Lisa Anders - questionable.quarto - Command line / bash and R

Purpose

Have you ever needed to run linux / mac / or windows commands from an R script? Do you have workflows where you have to create data files in R, pass to another system for processing, and then back into R for final visualization?

One of the best things about the R ecosystem is the massive spread of packages and capability that have already been developed, including for running operating system commands already at your fingertips.

Warning: With great power comes great responsibility. While the commands listed in this document are safe to run it’s always a good idea to double check what a system command actually does prior to running it, otherwise you could end up one of the examples here.

Including Bash

RMarkdown supports bash, sh and awk (depending on the hosting operating system).

For example:

pwd

You could also run something a little bit more complex:

current_date=$(date)
echo "Today is $current_date"

Notes from this resource:

Running bash within rmarkdown will ignore profile files like ~/.bash_profile and ~/.bash_login, in which you may have defined command aliases or modified environment variables like the PATH variable. If you want these profile files to be executed just like when you use the terminal, you may pass the argument -l to bash via engine.opts, e.g.,

#bash, engine.opts='-l'
echo $PATH

If you want to enable the -l argument globally for all bash chunks, you may set it in the global chunk option in the beginning of your document:knitr::opts_chunk$set(engine.opts = list(bash = "-l"))
You can also pass other arguments to bash by providing them as a character vector to the chunk option engine.opts.

System commands within R

Note from this resource: Please note that bash is invoked with the R function system2().

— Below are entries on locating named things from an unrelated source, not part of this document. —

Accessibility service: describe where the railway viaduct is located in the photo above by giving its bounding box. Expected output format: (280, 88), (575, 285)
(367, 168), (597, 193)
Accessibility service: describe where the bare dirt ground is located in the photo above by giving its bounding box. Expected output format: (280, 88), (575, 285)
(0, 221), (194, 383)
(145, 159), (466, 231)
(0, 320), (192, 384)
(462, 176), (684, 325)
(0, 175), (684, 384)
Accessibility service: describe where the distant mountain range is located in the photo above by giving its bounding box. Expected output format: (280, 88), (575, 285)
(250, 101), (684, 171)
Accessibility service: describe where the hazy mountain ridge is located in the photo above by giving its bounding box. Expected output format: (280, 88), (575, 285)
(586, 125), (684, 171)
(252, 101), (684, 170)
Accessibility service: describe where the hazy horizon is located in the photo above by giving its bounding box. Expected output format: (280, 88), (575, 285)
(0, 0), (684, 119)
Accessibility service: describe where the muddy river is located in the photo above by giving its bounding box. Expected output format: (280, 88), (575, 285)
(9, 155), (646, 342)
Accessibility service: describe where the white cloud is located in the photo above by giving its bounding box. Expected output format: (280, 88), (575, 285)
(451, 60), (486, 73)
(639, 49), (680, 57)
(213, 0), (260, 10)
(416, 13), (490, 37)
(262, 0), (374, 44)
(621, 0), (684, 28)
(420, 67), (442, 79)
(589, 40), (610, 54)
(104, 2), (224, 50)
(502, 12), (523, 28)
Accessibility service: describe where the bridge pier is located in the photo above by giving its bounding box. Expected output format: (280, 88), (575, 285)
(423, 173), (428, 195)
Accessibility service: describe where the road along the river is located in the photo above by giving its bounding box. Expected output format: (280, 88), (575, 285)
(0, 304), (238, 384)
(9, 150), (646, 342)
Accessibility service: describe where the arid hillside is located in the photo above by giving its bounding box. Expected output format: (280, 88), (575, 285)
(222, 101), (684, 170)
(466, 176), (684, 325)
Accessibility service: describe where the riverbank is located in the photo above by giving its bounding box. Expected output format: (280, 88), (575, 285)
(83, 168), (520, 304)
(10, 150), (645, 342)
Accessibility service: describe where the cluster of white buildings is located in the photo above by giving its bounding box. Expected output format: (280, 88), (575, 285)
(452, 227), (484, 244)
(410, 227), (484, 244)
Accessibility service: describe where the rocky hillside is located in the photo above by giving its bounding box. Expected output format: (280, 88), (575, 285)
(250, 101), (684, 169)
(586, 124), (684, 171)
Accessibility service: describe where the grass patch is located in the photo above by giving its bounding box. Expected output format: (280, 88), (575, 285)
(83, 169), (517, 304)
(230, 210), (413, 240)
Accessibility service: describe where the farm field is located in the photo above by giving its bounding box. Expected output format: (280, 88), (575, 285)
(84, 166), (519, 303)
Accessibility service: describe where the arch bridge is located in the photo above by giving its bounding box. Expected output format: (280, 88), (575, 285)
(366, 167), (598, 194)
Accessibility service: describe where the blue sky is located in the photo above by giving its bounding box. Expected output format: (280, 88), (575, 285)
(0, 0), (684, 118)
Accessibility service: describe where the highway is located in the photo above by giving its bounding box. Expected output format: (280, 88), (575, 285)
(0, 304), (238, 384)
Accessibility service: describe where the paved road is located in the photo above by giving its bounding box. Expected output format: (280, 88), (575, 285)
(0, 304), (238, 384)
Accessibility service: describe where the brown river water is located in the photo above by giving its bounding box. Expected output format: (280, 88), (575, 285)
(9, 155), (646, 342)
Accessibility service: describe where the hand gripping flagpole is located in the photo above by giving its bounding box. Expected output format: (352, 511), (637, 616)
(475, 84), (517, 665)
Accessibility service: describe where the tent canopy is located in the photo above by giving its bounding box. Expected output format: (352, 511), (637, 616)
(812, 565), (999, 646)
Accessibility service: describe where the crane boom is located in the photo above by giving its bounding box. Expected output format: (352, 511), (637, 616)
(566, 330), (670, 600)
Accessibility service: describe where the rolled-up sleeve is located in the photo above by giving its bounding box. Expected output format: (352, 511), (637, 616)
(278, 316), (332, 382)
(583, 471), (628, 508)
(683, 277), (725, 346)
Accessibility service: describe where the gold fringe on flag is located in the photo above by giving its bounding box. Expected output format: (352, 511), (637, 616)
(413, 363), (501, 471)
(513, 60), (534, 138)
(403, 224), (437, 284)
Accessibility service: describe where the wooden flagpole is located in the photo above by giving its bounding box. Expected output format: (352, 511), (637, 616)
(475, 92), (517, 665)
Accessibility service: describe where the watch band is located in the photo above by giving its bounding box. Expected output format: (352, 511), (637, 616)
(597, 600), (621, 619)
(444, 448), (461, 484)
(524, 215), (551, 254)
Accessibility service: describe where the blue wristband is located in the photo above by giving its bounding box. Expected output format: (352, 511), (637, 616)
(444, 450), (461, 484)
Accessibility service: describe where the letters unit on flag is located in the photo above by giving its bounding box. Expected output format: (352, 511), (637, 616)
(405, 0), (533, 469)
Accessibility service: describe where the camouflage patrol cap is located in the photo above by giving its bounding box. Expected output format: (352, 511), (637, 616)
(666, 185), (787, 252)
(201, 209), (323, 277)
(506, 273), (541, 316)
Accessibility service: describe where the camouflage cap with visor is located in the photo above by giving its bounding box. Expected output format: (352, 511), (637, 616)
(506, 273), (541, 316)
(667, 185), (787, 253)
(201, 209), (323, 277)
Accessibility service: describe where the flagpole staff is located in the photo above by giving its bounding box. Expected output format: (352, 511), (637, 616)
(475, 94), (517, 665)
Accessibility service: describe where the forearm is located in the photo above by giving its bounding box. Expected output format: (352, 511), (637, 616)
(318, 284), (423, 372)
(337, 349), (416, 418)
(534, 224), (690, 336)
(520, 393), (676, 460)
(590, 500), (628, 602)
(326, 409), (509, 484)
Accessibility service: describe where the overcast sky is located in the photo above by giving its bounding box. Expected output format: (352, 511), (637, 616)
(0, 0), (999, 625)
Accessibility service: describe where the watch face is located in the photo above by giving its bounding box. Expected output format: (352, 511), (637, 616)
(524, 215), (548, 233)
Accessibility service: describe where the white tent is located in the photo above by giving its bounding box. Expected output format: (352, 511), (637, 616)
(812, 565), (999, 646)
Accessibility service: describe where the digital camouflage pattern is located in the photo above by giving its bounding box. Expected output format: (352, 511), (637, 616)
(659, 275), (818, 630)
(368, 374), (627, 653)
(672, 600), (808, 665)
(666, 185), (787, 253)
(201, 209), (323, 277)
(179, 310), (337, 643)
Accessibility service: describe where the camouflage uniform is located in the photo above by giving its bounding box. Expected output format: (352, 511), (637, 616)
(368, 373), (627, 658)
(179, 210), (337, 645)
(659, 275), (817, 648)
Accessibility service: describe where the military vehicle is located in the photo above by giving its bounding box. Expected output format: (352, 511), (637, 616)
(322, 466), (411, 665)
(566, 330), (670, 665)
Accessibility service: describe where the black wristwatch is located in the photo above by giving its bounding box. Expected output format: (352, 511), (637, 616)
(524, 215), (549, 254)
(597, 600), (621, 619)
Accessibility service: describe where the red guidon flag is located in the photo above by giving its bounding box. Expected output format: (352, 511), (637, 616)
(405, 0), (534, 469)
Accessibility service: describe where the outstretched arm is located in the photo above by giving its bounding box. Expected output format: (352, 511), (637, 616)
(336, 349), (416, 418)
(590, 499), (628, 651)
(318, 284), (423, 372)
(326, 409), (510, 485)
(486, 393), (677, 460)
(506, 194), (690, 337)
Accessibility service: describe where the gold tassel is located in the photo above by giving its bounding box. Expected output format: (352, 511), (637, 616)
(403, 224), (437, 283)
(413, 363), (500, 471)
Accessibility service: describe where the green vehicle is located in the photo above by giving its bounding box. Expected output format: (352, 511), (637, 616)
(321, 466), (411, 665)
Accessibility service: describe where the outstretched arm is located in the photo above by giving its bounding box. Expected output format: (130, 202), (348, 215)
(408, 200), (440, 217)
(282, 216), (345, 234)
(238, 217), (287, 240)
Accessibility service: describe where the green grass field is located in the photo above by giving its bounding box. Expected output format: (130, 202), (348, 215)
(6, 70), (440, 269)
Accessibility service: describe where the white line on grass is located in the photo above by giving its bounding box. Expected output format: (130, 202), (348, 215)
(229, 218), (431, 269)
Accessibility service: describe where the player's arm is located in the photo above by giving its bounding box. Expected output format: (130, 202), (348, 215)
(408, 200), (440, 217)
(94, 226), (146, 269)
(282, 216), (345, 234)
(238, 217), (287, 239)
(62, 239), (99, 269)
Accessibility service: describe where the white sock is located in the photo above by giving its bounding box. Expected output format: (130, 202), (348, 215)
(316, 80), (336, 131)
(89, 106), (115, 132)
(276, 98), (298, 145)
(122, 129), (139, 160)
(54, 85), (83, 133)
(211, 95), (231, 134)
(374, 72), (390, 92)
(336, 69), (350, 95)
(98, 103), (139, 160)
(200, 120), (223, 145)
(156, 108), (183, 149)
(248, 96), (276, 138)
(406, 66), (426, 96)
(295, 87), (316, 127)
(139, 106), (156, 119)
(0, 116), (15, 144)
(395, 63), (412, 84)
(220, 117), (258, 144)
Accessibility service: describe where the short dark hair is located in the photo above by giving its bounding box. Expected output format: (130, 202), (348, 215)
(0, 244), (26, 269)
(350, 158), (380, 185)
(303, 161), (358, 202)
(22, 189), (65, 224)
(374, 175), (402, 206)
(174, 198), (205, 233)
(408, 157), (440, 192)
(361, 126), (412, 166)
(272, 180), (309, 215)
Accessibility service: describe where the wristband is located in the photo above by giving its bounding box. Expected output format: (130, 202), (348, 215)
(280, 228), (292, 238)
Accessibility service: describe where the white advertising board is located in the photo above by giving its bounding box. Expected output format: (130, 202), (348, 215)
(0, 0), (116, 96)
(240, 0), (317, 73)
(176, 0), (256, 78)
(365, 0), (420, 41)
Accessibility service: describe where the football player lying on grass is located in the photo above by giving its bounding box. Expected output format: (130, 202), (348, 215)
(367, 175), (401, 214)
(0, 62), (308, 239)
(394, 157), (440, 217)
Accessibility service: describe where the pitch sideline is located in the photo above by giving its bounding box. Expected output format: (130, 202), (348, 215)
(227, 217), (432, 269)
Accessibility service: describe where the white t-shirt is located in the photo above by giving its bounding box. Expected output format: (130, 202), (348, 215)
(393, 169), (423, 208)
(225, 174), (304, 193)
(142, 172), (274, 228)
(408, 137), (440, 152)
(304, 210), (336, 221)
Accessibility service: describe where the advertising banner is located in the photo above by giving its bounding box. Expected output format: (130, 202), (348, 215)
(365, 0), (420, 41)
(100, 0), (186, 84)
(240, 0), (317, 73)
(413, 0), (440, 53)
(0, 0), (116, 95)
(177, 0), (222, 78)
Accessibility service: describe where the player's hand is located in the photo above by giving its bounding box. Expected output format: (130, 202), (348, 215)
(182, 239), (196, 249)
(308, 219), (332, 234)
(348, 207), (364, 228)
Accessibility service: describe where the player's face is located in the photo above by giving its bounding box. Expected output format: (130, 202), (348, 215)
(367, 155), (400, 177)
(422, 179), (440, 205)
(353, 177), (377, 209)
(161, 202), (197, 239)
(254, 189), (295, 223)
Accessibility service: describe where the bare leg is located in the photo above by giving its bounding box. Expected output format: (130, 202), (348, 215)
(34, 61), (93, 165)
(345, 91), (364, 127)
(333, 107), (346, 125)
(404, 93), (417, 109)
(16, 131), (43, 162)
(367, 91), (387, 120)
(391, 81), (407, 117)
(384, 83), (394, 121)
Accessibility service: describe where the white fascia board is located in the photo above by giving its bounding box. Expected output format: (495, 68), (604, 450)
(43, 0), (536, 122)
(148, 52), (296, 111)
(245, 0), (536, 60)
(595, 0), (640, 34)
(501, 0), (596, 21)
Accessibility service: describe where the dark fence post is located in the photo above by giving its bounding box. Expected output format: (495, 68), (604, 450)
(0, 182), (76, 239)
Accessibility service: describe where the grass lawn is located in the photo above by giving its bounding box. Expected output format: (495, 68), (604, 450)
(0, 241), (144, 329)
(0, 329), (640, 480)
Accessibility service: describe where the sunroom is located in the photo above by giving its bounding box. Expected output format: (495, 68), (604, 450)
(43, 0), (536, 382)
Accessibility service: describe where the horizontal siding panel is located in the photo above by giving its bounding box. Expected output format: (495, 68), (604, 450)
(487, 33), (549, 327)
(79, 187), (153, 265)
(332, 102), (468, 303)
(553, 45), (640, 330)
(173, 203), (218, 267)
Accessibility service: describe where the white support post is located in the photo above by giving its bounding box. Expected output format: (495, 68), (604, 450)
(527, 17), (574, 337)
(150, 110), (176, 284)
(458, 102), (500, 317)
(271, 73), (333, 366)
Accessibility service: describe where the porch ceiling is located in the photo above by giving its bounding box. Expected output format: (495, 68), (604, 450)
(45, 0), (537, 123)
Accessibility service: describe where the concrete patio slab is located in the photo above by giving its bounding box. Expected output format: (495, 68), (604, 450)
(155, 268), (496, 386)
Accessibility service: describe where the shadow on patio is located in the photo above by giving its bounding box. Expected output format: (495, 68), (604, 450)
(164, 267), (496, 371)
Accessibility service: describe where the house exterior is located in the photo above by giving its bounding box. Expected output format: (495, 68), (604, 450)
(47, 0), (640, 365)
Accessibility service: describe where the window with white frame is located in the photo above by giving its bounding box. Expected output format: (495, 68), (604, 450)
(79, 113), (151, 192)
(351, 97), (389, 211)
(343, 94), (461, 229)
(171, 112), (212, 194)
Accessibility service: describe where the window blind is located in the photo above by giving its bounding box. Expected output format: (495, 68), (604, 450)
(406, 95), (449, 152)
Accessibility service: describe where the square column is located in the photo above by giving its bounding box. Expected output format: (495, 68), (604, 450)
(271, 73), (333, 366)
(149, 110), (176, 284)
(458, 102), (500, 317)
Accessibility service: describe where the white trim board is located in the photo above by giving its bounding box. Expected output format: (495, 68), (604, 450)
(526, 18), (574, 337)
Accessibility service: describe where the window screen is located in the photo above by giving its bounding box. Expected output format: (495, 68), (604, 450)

# list all files and directories
system2(command = "ls")

We can use this to save a system output into our R workspace for later processing:

var <- system2("whoami", stdout = TRUE, stderr = TRUE)

print(var)

You can also use input= for commands that will have a response from the system that needs a response, like logging in where you supply a username and then it prompts you for a password.

system('sudo -kS ls',input=readline("Enter your password: "))

Multi-line system commands in R

There is a good discussion on nuances of using system commands within R in this stackoverflow post.

system and system2 functions are designed for simple commands, as evidenced by the separation of the command word and command arguments into separate function arguments. However that can be subverted using shell metacharacters to run more complex statements.

system('echo a b; echo c d');

system2('echo',c('a','b; echo c d'));

At this point in the complexity it is probably worth considering writing the commands you want to run as a bin bash script which is then called by R to run from system.

bash_script <- "#!/bin/bash
# A simple Bash script
echo pwd
echo ls
echo Done!"

writeLines(bash_script, "bash_script.sh")

system('chmod +x bash_script.sh')

system2('./bash_script.sh', stdout = TRUE, stderr = TRUE)

We could also use the built in terminal in the Rstudio IDE to write the .sh file (using vim, saving with escape/ctrl/cmd-c and :w, closing with escape/ctrl/cmd-c and typing :q). The permissions will need to be changed with chmod +x demo.sh. That file can then be run with ./demo.sh.

Responding to Bash commands from R

There is a good example in stackoverflow here.

In some cases it is useful to run a command and then be able to add an additional input. For example when signing in to a server being able to respond with a password, or to provide a yes to a prompt when installing a package. The input arg to system2 will accomplish this.

input: if a character vector is supplied, this is copied one string per line to a temporary file, and the standard input of ‘command’ is redirected to the file.

foo = c("foo", "bar")
result = system2("cat", input = foo, stdout = TRUE)

result

Mixing R and bash operations

Let’s save a file to disk using R:

#my_data <-  data.frame("fruits" = c("Mango","Orange","Grape","Guava","Apple"))

my_data <- "Mango, Orange, Grape, Guava, Apple"

write.table(my_data, file = "my_data.txt", sep = "", row.names = FALSE)

read.delim(file = "my_data.txt")

Let’s run a multi-line bash command and see the output:

count_words=`wc -w my_data.txt`
echo "Total words in my_data.txt is $count_words"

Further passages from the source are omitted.